In this latest study, the researchers looked at participants from VA Medical Centers from various parts of the country. They wanted to determine how effective healthcare providers are on a national level at getting their patients to make lifestyle changes.

Sandra L. Jackson, MPH, a PhD candidate in Nutrition and Health Sciences at Emory University in Atlanta, whose dissertation research focuses on this theme, said:

“We wanted to see how effective a lifestyle change program would be for patients in a national health care system. In order to achieve wide-scale results in reducing the prevalence of diabetes in this country, we need to get to patients who are at risk. One way of doing this is through their health care providers, and such a strategy – if found to be effective – could be replicated across many healthcare systems.”

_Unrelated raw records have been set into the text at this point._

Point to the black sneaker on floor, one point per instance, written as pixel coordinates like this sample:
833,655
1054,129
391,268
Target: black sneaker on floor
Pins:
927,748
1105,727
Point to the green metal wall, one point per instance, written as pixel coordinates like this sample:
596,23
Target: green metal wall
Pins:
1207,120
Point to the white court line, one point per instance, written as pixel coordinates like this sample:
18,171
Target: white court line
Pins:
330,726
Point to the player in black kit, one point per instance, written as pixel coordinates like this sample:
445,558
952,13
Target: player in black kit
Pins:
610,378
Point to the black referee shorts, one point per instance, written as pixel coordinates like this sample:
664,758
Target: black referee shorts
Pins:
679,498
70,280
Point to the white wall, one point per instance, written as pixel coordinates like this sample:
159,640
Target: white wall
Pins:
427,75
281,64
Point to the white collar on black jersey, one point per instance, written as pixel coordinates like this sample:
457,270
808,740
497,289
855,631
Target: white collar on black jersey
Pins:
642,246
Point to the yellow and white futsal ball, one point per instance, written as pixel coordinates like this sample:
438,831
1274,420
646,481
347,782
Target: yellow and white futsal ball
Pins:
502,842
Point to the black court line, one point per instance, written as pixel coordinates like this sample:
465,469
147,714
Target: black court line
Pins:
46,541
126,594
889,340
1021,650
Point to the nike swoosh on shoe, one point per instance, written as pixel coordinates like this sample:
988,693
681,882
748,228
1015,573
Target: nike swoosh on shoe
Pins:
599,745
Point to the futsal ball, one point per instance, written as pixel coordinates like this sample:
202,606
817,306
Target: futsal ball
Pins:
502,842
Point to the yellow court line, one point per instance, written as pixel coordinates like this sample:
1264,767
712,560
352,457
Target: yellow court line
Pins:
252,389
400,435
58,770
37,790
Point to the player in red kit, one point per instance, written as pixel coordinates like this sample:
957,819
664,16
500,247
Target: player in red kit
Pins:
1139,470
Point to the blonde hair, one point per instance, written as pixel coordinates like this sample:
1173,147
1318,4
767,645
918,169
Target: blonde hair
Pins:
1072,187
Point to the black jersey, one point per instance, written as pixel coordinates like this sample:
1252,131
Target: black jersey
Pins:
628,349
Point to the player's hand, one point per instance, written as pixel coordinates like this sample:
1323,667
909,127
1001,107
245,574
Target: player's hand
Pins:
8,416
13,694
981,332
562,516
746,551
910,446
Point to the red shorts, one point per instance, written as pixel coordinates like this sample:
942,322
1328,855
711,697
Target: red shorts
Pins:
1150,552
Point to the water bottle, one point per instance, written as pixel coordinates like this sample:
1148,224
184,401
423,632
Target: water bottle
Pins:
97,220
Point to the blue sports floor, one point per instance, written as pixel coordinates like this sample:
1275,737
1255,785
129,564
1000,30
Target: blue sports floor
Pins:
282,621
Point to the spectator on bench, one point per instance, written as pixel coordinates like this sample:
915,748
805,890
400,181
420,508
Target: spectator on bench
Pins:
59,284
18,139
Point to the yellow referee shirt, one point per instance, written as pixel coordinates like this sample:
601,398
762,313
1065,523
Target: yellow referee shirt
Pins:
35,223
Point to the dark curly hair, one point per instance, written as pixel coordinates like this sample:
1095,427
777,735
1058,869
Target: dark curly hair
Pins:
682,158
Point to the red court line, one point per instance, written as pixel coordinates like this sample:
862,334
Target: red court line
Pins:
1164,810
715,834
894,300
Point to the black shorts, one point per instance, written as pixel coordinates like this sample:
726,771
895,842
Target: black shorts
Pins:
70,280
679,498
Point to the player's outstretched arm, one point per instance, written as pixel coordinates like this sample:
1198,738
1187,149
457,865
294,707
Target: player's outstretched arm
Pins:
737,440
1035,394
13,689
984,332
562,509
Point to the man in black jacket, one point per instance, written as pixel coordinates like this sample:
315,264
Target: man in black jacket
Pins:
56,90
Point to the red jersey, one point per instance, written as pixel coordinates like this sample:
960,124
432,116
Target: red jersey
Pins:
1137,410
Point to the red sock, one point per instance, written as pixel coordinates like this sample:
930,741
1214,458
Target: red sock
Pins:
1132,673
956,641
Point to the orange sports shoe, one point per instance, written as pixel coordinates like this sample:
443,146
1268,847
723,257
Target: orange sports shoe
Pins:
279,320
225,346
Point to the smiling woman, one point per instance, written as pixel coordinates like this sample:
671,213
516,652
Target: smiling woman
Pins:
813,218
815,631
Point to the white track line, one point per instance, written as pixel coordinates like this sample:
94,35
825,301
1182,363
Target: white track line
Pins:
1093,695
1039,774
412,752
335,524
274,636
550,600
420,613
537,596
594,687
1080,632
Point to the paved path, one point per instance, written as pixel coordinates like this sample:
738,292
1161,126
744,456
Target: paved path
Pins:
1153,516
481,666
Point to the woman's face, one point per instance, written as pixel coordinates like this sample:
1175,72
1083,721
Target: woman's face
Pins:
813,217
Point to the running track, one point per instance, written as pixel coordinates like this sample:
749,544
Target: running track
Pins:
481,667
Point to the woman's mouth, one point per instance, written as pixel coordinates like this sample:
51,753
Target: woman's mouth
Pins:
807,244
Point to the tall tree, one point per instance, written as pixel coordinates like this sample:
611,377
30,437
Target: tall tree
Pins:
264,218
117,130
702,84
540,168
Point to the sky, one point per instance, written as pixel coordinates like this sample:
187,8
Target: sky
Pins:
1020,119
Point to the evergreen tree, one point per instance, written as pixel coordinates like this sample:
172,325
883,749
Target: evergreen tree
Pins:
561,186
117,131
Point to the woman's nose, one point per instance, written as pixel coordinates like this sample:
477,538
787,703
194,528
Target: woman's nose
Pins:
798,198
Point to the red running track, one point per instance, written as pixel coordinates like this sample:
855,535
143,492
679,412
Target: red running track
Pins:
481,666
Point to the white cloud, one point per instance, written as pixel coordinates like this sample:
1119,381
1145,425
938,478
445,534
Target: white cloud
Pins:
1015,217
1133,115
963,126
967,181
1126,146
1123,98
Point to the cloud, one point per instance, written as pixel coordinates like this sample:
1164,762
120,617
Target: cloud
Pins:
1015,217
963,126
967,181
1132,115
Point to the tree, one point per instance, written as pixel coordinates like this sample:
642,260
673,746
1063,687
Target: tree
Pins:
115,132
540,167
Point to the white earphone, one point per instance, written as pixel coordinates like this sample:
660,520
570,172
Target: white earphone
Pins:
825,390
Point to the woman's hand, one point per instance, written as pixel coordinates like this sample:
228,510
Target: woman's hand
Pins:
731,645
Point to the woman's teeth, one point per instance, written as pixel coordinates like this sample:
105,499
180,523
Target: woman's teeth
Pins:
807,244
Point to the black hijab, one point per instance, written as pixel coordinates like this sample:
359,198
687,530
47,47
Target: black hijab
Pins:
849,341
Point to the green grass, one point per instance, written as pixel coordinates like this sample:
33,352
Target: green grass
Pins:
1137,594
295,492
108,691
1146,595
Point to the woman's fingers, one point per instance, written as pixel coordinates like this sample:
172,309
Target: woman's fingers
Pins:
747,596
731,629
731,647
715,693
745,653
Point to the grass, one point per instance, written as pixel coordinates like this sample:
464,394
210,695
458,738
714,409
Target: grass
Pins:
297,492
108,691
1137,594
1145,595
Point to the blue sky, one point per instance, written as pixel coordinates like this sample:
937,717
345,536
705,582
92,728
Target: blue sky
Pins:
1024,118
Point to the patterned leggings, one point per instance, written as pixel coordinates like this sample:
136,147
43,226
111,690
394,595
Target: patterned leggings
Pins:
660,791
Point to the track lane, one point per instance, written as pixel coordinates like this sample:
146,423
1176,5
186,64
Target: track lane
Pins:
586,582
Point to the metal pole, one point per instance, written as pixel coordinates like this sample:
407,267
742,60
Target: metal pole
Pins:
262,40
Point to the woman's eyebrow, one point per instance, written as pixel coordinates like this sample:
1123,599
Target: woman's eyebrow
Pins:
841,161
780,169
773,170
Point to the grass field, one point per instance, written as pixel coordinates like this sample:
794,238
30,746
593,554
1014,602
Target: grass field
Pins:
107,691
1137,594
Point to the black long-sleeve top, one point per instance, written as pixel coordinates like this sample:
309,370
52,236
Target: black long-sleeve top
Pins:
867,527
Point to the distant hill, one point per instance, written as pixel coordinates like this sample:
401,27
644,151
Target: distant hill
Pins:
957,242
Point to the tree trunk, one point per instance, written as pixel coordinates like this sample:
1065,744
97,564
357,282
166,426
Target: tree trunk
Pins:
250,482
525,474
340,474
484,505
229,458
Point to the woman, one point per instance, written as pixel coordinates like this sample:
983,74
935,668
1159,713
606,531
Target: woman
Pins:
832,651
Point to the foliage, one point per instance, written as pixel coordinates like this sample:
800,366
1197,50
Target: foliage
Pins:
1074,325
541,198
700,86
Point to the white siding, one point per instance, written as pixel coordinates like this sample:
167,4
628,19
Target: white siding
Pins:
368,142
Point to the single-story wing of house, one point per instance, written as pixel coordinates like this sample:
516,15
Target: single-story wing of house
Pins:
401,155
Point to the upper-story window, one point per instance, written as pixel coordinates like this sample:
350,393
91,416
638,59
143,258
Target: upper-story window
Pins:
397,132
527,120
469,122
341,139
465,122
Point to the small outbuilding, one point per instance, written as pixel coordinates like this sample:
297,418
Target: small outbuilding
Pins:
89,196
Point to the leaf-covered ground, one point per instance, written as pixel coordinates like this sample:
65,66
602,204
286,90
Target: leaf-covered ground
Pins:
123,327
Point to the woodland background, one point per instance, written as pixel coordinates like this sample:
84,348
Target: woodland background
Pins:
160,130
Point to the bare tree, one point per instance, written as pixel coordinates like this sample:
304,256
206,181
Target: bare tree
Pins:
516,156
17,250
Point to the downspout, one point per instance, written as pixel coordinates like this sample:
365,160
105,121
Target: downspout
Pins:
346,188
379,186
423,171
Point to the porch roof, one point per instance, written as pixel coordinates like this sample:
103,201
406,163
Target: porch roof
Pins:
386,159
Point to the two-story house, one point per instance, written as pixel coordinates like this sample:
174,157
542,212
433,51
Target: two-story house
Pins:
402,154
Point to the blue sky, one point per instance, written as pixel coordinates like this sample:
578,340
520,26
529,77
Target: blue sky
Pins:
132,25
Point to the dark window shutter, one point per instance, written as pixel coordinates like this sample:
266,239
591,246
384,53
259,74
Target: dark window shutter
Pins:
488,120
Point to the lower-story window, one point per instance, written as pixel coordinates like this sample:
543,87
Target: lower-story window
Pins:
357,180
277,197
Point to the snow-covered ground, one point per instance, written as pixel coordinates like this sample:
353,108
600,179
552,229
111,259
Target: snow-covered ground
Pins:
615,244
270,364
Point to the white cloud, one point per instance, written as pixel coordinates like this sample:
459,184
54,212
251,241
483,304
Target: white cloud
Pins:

Jackson and team gathered and analyzed data from the records of 400,000 patients in the MOVE! ((Managing Obesity and Overweight in Veterans Everywhere) VA program. Patients were referred to MOVE! by their doctors during routine medical consultations.

The MOVE! Program is available at 130 VA clinics and hospitals across the USA. Participants come together once a week for group lifestyle intervention sessions that concentrate on such issues as physical activity and diet. Although the programs are very similar, they differ slightly from facility to facility and may be run by exercise physiologists, nutritionists, diabetes educators, or other experts.

The study found that among the MOVE! Participants:

  • A loss of body weight of 1.3% was maintained for over 36 months (average)
  • 2.7% loss of body weight was maintained for over 36 months among those who enrolled in at least eight sessions over a six-month period

The team also found that veterans with type 2 diabetes were more likely to join MOVE! compared to their counterparts who had no diabetes when the program began.

Participants who lost more pounds after six months had a lower risk of developing diabetes over a 3-year-period. For every extra pound lost, type 2 diabetes risk went down by 1%, after taking into account baseline, gender and age.

Lawrence S. Phillips, MD, Professor of Medicine at Emory University School of Medicine, Division of Endocrinology, and Director of the Clinical Studies Center at the Atlanta VA Medical Center, said:

“Around the country, there are hundreds of millions of Americans who are involved in one health care setting or another. Diabetes is a problem of epidemic proportions. We are older, heavier and more sedentary as a society, and these are cardinal factors in the diabetes epidemic. The key way to reverse this is lifestyle change. The good news is, this research shows that participation does not have to be entirely voluntary to work, and the health care system can and should be part of the solution.”

The Healthy Living Partnerships to Prevent Diabetes (HELP PD) study – which was modeled after one used in the NIH Diabetes Prevention Program, was found to help participants in a group setting lose weight and have better glucose control comparable to those achieved with one-on-one counseling from health professionals, according to dietitians at the Wake Forest Diabetes Care Center in Winston-Salem, North Carolina. They presented their findings at the American Diabetes Association’s 70th Scientific Sessions (2010).

Participants were divided into two groups:

  • The lifestyle weight loss group – they received six months of weekly behavioral weight loss sessions in a group, and then meetings once a month, during which they were encouraged to change their eating habits and be physically active for up 180 minutes each week
  • The usual care group – a dietician visited the person twice, and they were sent a quarterly newsletter with advice on lifestyle changes.

Those in the lifestyle weight loss group achieved and maintained weight loss of 7.3% of body weight after 12 months compared to 1.3% in the other group.

Researchers reporting on the “Look AHEAD” trial, explained at the same ADA Scientific Sessions in Chicago that a 10-year intensive lifestyle intervention program for type 2 diabetes patients that concentrated on exercise and weight loss did not reduce stroke or heart attack risk, but provided some other health benefits.